Only when he interpreted what Scripture said about the sacrifice of love that the Messiah would make, only when he sat at table with them and broke bread and shared the cup with them, only then upon taking a second look, did they at last recognize him just before he disappeared from their sight.
When we eat the bread and drink the cup together, when we share the meal with thanksgiving, it becomes, by the power of the Spirit, a communion with the crucified and risen Jesus until the kingdom comes. In this sharing a meal at the Lord’s invitation, we will see him if we look again at what is happening here, look at all the people who are moved by his Spirit and coming from east and west and north and south, people of all races, all nations, women and men, old and young, welcoming each other at this table as brothers and sisters, all created in God’s own image, all in some way wounded and broken—yet all having a reason to hope because all are beloved children of God reconciled by the living Jesus with his scars. Eating and drinking together, we’re learning to see ourselves, to see others, to see the world differently. We’re learning to see Emanuel, God with us, the risen Jesus with his scars. Seeing things differently in his presence, we’re learning to become a reconciled, renewed humanity, praying and working with the risen Jesus with his scars for God’s coming new world.
And friends, it doesn’t end there. This living presence of the crucified and risen Jesus is also present in his new form by his Spirit and with all his scars beyond the walls of the church where we gather. He can be seen out there, too, can be seen by our own eyes and touched with our own hands. And where is that, you ask?

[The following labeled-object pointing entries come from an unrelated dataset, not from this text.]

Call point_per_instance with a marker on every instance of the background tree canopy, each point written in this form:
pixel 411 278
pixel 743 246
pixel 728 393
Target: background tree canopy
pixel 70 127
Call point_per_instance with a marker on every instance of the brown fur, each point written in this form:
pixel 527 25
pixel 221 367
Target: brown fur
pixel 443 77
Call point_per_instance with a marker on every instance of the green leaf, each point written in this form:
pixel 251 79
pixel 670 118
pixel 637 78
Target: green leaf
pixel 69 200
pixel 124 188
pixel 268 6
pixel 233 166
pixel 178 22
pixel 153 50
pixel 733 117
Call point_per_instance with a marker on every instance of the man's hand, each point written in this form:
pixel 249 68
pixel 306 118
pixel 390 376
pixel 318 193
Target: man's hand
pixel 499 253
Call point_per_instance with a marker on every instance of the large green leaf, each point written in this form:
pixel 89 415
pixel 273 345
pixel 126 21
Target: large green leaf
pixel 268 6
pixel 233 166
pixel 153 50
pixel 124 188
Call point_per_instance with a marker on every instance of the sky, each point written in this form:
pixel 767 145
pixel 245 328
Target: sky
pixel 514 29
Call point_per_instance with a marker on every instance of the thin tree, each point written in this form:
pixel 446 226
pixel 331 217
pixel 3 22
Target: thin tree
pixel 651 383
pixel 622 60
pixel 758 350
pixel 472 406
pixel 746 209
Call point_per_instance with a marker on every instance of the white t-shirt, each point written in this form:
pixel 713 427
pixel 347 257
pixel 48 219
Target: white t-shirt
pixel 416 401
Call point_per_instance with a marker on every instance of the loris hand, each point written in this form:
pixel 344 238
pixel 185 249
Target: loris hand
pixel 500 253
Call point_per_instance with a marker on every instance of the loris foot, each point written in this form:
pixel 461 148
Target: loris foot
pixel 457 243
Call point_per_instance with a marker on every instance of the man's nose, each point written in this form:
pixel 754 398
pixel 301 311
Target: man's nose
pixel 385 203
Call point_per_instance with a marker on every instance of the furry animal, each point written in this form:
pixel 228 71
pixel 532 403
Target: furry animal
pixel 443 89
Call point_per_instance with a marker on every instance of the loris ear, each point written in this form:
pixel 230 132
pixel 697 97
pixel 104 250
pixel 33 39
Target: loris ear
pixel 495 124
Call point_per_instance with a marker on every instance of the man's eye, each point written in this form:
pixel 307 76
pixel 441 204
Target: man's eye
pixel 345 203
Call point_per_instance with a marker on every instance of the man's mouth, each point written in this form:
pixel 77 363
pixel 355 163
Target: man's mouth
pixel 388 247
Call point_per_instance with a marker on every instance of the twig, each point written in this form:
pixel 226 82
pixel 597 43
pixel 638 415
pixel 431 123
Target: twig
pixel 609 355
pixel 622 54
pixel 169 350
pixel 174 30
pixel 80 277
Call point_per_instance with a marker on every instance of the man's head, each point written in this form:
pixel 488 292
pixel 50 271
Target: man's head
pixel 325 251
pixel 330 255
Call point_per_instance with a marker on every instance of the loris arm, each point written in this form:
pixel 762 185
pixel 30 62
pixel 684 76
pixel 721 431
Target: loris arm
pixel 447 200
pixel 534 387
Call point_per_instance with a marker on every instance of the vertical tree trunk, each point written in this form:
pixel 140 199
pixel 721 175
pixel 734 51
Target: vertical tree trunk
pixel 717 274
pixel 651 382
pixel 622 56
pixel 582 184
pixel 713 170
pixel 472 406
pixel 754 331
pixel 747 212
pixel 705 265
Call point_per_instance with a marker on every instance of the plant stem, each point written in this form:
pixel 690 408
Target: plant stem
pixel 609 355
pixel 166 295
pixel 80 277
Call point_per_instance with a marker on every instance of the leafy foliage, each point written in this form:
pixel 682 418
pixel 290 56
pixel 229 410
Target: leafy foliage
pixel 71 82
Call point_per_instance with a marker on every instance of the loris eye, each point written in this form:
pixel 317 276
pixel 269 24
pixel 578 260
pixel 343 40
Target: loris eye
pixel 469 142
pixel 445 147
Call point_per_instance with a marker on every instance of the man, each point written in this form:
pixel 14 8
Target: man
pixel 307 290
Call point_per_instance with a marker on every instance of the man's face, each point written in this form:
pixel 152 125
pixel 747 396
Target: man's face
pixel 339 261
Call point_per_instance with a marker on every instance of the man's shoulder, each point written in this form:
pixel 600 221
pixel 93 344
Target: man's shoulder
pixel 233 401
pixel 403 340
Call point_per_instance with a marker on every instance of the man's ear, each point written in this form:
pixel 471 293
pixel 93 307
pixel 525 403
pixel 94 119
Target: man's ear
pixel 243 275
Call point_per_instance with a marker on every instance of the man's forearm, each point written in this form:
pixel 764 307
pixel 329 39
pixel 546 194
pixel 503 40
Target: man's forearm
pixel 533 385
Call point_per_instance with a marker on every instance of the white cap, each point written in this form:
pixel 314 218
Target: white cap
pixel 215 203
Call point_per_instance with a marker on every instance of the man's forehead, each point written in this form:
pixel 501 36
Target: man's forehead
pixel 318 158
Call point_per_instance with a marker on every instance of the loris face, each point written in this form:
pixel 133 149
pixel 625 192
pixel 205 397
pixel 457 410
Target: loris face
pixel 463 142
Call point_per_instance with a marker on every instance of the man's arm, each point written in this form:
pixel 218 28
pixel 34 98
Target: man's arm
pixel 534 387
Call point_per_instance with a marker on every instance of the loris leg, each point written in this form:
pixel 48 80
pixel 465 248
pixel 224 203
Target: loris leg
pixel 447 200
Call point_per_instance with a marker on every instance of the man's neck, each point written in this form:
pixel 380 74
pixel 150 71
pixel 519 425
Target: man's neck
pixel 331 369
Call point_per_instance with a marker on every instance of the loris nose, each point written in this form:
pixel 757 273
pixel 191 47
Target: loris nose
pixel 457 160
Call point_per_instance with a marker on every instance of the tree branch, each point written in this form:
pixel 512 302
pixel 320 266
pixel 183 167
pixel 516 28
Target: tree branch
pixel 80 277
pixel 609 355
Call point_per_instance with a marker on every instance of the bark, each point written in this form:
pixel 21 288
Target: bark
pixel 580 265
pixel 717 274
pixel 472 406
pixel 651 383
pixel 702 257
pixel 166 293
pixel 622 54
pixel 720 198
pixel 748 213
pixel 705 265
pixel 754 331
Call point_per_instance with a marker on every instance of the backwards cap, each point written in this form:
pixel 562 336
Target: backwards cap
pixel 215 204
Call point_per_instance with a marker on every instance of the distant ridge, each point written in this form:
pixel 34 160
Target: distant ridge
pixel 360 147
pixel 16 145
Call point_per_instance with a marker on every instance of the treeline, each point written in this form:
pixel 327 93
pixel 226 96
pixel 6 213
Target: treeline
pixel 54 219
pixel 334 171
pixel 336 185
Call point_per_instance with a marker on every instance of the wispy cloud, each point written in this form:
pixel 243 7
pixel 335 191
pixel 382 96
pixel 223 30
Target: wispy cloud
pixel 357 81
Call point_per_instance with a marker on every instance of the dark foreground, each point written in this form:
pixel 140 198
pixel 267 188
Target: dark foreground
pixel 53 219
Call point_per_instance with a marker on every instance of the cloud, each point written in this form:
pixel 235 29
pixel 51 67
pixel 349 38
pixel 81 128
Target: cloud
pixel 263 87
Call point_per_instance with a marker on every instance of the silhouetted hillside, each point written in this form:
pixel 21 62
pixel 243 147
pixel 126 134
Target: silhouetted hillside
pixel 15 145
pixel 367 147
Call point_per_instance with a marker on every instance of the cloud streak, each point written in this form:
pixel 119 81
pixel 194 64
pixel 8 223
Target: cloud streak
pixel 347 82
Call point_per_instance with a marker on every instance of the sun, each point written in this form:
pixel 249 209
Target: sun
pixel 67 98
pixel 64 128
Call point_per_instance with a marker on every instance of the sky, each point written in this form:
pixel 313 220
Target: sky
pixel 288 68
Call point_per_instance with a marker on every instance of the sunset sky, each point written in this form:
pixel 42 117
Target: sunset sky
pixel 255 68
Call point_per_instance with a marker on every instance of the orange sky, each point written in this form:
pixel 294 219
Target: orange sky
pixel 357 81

Well, just where Jesus told us he would be in his new form. “Where did we see you,” the people ask the king of Jesus’ parable of the end times, “where did we see you hungry and thirsty and give you food and drink, where did we see you a stranger and welcome you, where we did we see you in prison and visit you?” And the king answers, “As you did it to one of the least of these my brothers and sisters, you did it to me.”
This past year, this congregation has been engaged in a remarkable effort to help provide thousands of meals to food-insecure families, many of whom have hungry and malnourished children.
And why do we do it? It’s a fair question. Some observers might say, it was your civic duty. There’s truth in that answer. Others might say, you are just a bunch of do-gooders. Well, it’s not a very nice name, but maybe it’s not something you need to be ashamed of. And still others even more caustically might say, it made you feel good inside, didn’t it?
But we know otherwise, don’t we? It all has to do with the gospel message of God’s unfathomable love and the thanksgiving it generates in us to respond in love to God and to one another, as Christ has loved us and all people. Hold on to that gospel message. It guides and sustains us in our journey of faith.
Will we ever see the risen Jesus with all his scars just like Thomas did? Well, Scripture says someday, but not yet. Right now, just be assured, he’s not absent. He’s not tucked away in a far-off place called heaven. He’s here, in a new form. All we need to do, with the love of God in our hearts, the summons of Jesus in our ears to love all our neighbors, the power of the Holy Spirit in our lives—all we need to do is just look around, take a second look. A second look over there at the family with no food to give their children. A second look over there at the grieving survivors of the covid devastation. A second look over there at the people without health care and affordable housing. A second look over there where people are organizing and marching in support of justice for all and recognition of the dignity of all people. A second look over there where the world of nature, suffering the pains of abuse that we daily inflict on her, groans to give birth to God’s new world. If we just take a second look, we will surely see the risen Jesus with all his scars.